Вообще, стихи для детей переводят на другой язык редко. Тем более, если это делает такой прекрасный поэт как Самуил Яковлевич Маршак. Думаю, что детские стихи Тувима были достойны перевода большого мастера.

Детство, юность, первые стихи

Гениальный поэт, писатель, переводчик, литературный критик и публицист Юлиан Тувим родился 13 сентября 1894 года в небогатой, ассимилированной польско-еврейской семье в городе Лодзь (Польша). Позже поэт напишет о своём родном городе, немного подражая В. Маяковскому, одному из своих любимых поэтов:

Когда я лбом вплоть до звезд,
Как славы начнется эра,
И совершат меня ссору бучну
Сто городов, словно за Гомера…
И каждый городок вопить начнет:
«Пророче, ты отсюда родом!»

— Потомки! Сим догадкам — шаг цена,
Оставьте их тувимистам.
Сам я свидетельствую: Лодзь, и только она
Была моим родным городом.

В 1901 году Юлиан поступил в русскую гимназию, учился в которой не слишком успешно. Особенно не любил точные науки и даже из-за них остался на второй год в шестом классе, Но, несмотря на неуспеваемость, нехватку денег и сложности в отношениях между родителями, детство Юлиана было таким, каким и положено быть детству — беззаботным и радостным.
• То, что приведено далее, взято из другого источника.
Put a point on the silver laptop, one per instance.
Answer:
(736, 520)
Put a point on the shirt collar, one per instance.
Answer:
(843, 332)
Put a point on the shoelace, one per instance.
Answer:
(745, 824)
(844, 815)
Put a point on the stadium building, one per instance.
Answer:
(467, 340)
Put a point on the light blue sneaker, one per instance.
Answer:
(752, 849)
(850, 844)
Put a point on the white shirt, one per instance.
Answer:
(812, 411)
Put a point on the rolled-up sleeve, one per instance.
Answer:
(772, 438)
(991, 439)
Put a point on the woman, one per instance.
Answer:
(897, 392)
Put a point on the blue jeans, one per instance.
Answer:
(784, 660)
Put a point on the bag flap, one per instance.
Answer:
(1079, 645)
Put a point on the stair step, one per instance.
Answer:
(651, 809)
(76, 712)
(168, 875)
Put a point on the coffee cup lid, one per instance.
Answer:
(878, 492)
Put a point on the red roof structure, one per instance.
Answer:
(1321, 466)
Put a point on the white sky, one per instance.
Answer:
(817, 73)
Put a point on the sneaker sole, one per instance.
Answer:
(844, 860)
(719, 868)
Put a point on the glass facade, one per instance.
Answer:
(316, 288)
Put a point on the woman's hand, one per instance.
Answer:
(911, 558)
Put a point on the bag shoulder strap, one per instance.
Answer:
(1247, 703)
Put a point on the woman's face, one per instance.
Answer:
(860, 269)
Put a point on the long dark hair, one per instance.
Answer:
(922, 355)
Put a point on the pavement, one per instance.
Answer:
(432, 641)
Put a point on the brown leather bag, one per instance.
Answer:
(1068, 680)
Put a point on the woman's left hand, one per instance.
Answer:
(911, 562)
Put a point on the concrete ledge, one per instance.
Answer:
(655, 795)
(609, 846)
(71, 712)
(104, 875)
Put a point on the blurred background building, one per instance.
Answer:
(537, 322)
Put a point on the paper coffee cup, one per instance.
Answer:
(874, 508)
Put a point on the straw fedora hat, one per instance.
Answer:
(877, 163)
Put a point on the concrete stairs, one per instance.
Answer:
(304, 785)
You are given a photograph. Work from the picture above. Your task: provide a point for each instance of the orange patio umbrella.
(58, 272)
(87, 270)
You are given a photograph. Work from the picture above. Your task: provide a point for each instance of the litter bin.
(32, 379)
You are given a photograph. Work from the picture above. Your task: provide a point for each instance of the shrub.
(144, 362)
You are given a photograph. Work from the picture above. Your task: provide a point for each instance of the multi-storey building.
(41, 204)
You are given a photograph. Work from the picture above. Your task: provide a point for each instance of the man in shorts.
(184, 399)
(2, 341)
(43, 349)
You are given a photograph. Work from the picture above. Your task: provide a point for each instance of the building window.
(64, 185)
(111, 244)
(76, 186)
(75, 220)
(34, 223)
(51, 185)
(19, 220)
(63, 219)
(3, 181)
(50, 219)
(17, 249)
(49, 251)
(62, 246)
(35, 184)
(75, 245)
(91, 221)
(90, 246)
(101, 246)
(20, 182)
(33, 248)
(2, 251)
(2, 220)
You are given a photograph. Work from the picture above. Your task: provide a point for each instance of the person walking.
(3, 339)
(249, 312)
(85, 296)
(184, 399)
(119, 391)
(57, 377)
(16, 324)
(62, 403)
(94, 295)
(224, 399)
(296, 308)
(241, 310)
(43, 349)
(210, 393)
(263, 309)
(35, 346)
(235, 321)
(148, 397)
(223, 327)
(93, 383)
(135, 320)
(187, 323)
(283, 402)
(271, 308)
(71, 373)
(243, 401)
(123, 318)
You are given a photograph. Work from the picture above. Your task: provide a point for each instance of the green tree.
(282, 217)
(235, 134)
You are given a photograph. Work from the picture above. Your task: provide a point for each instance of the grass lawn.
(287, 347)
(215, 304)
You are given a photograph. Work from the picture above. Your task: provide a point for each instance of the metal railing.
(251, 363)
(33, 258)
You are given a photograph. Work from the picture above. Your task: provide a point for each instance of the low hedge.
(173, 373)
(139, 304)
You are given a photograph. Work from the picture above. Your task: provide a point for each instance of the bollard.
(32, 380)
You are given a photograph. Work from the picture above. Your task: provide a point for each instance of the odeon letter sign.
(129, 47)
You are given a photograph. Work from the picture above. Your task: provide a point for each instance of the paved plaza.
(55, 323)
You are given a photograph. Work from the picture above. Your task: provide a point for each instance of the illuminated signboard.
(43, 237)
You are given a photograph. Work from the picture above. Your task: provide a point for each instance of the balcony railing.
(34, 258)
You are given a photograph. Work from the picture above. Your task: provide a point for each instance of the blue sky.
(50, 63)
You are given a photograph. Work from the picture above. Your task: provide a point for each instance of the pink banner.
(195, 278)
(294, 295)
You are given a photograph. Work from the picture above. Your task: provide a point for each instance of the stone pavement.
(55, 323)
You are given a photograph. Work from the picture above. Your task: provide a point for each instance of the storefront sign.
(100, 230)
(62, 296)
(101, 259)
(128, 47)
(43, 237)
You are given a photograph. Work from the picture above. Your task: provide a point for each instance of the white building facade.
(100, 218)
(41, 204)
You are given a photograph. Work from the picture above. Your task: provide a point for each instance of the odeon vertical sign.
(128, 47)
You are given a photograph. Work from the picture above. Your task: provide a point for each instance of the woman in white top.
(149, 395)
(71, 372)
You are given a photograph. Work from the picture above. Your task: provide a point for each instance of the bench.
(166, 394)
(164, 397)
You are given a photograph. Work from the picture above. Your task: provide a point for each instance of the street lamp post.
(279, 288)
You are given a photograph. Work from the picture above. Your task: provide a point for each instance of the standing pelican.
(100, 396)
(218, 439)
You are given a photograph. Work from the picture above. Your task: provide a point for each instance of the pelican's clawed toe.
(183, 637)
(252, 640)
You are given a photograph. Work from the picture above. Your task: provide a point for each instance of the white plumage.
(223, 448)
Позже Юлиан признает, что взял от своих родителей лучшее: от папы — самодисциплину, от мамы — артистизм. Одно из увлечений гимназиста — лингвистика, Увлечение, которое он сам называет «лингвистическое безумие». Будущий поэт окружил себя не школьными учебниками, а книгами по языкознанию и этнографии. Его интересуют экзотические языки: тунгусов, папуасов, африканских народов, австралийских племен, эсперанто. Словари были дорогими и Юлиан придумывает разные ухищрения. Например, приглашает двенадцатилетнего китайца и записывает польскими буквами китайскую песенку; составляет словарь цыганских слов и выражений. Кроме лингвистики Юлиан в старших классах увлёкался поэзией (особенно любил Уолта Уитмена, Артюра Рембо, Леопольда Стаффа), публикует переводы польских поэтов на эсперанто, делает первые переводы с русского языка. В 18 лет публикует своё первое стихотворение «Просьба». В 1916-1918 гг. Тувим изучал философию и юриспруденцию в Варшавском институте. Впрочем, не столько учился, сколько занимался литературным творчеством, которое всё больше заполняет его жизнь. Тувим пишет стихи в студенческую газету, организует литературную группу «Скамандр» (членов группы объединяло стремление соединить поэзию с современностью, желание активно участвовать в общественной жизни), становится одним из основателей известного в те годы в Польше литературного кабаре «Pikador». Литературная деятельность накрывает Юлиана с головой и он бросает университет.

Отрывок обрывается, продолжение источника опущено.